Modeling of transoceanic fiber-optic WDM communication systems

• Published in: IEEE journal of selected topics in quantum electronics Vol. 6; no. 2; pp. 337 - 347
• Main Authors: Golovchenko, E.A., Pilipetskii, A.N., Bergano, N.S., Davidson, C.R., Khatri, F.I., Kimball, R.M., Mazurczyk, V.J.
• Format: Journal Article
• Language: English
• Published: New York IEEE 01.03.2000; The Institute of Electrical and Electronics Engineers, Inc. (IEEE)

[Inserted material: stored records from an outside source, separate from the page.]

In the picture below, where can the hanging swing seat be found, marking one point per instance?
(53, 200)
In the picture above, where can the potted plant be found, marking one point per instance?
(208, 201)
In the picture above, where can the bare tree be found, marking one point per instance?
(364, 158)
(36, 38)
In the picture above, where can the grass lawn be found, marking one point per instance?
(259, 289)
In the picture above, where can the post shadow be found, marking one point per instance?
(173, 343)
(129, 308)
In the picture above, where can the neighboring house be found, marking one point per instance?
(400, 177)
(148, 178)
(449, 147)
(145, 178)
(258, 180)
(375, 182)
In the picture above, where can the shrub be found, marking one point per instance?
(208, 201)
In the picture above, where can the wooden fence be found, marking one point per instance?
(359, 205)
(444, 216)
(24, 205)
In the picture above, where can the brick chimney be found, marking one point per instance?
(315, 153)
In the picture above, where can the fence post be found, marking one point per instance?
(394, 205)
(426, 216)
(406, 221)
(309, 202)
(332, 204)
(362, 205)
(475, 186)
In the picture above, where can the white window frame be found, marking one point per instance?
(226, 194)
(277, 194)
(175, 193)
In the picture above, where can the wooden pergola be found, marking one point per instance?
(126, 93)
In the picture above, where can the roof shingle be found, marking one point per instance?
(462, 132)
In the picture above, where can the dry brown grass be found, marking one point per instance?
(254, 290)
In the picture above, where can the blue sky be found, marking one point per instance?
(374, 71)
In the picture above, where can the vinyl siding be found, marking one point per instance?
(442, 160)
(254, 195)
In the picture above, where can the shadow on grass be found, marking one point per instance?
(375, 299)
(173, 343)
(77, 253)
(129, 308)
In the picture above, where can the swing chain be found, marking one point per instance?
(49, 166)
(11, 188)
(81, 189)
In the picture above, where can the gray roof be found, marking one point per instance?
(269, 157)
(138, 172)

• Subjects: Algorithms; Chromatic dispersion; Communication systems; Computational modeling; Computer programs; Computer simulation; Fiber nonlinear optics; Fiber optics; Markets; Optical distortion; Optical fiber communication; Optical fiber polarization; Optical fibers; Optical noise; Stimulated emission; System performance; Wavelength division multiplexing
• ISSN: 1077-260X; 1558-4542
• DOI: 10.1109/2944.847769

The rapid growth of long-haul wavelength-division multiplexing (WDM) fiber-optic telecommunications challenges lightwave system designers to increase the transmission capacity per fiber pair, while reducing the time to market. This makes it essential to have fast and accurate computer modeling tools to aid the systems design. There is a natural engineering tradeoff between simulation speed and accuracy; fast approximations tend to be inaccurate, while the exact treatment of the physical processes affecting transmission are nearly impossible to capture in a time-efficient algorithm. The proof of a successful tool development lies in the comparison of simulation results to transmission system measurements. In this paper, we discuss a new simulation technique based on careful evaluation of the key physical effects that produce system impairments. We show that this new approach can produce fast and accurate simulations of long-haul WDM transmission systems.